67% of trafficking victims in Europe are from Europe

Bulgaria and Romania are among the main countries of origin because of poverty, social exclusion and early school leaving

More than 330 human trafficking victims were identified in Bulgaria for the first half of 2018, and most of them were women trafficked for sexual exploitation, National Commission for Combating Trafficking in Human Beings Secretary Kamelia Dimitrova told a news conference in Sofia on 18 October. The event marked EU Anti-Trafficking Day.

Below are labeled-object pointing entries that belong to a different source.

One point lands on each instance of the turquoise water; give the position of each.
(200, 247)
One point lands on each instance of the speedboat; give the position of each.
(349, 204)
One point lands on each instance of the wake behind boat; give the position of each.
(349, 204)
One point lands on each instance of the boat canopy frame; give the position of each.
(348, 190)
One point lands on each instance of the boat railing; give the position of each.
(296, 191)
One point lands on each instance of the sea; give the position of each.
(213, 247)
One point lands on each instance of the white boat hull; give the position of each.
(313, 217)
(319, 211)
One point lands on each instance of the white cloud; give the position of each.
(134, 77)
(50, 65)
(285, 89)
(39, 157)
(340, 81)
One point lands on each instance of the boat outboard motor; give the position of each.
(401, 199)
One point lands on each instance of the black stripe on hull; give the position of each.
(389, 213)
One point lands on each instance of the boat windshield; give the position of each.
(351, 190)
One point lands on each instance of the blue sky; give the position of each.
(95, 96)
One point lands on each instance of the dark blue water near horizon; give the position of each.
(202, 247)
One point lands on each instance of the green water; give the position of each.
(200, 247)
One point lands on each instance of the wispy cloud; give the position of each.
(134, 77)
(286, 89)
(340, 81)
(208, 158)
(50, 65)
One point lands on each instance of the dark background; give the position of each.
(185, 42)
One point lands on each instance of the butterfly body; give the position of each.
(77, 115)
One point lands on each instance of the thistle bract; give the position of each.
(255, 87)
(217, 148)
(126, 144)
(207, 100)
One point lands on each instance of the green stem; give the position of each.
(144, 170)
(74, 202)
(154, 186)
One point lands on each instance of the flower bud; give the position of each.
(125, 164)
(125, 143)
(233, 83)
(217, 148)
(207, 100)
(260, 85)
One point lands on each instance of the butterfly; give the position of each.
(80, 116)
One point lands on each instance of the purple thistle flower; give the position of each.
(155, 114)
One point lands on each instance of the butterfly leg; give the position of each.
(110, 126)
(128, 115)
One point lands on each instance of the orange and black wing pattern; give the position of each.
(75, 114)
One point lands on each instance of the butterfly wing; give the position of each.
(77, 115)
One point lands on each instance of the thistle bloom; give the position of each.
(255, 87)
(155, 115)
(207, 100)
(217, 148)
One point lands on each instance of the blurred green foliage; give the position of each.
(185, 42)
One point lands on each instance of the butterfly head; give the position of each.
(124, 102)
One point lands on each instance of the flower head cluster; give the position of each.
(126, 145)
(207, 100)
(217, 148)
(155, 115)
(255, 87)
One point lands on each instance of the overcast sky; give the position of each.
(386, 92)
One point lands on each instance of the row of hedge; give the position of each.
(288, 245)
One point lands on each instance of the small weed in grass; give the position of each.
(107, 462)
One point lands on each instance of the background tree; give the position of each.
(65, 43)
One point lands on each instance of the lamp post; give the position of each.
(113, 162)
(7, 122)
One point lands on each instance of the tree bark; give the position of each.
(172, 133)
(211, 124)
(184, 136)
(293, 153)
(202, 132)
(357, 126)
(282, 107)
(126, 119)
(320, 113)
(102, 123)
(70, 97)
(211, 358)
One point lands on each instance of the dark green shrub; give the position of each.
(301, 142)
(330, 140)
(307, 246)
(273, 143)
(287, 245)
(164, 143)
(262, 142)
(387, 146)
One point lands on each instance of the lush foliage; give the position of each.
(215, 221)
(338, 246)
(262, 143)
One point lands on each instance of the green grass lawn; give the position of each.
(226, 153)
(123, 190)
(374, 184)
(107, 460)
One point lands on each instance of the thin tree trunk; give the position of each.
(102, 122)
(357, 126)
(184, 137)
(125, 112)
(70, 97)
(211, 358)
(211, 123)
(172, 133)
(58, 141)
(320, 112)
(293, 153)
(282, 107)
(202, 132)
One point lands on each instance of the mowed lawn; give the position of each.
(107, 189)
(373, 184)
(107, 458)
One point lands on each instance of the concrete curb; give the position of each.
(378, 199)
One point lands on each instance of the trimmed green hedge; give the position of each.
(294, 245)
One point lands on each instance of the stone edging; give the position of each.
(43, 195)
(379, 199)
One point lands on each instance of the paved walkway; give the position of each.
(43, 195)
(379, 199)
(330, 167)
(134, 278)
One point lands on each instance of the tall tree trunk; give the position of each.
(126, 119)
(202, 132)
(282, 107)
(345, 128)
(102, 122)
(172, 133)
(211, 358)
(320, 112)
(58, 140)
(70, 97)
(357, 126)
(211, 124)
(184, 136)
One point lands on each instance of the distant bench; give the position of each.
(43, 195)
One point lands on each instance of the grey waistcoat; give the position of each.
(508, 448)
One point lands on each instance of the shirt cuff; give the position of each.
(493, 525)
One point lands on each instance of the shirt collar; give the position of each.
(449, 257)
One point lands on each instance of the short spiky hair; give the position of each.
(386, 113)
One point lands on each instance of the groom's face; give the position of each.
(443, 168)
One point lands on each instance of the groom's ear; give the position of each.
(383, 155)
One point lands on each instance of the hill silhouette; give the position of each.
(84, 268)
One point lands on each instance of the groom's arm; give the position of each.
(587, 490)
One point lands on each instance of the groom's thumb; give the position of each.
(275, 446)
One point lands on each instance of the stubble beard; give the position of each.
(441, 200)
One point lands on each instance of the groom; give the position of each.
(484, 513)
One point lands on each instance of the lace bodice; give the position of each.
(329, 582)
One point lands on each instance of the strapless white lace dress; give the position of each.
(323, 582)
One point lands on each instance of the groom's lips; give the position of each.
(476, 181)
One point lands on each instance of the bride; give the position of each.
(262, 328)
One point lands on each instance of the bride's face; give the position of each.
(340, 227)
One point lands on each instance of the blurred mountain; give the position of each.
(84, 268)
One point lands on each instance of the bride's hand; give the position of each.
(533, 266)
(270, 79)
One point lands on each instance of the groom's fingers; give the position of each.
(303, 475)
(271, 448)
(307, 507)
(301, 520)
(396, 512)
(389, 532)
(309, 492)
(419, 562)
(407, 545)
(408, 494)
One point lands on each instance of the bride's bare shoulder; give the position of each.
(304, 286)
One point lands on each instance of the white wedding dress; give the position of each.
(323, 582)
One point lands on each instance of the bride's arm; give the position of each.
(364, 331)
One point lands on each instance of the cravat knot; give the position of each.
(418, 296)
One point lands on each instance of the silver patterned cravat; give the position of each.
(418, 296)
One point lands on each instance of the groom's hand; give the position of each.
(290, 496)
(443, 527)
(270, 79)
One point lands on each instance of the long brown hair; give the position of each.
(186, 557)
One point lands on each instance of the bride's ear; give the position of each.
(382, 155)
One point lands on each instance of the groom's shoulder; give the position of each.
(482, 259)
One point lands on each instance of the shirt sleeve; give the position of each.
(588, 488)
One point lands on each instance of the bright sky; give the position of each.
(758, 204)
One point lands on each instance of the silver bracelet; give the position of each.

The next largest category of victims were those trafficked for labour exploitation and women who travelled abroad to sell their newborn babies. This type of crime generates €29bn worldwide. Romania and Bulgaria are ranked among the principal European countries of origin for human trafficking because of poverty, social exclusion and early school leaving.

“In Europe alone, identified victims of human trafficking originally come from 137 countries. But it might surprise you to learn that 67% of victims in Europe are from Europe. They are citizens of the EU - Bulgaria and Romania are among the main countries of origin but others include Hungary, Poland and the Netherlands, to name a few,” said Kamelia Dimitrova.

“For the first six months of the current year we have 339 potential victims that are subject of ongoing human trafficking investigations,” she added, explaining that most exploiters use social networks to lure and control victims. Traffickers are thus able to keep track of their slaves all the time.

“The British Government takes this problem very seriously,” the UK Deputy Head of Mission to Bulgaria Lynne Charles said at the news conference. She reminded that everybody shares the responsibility for the fight against forced labour.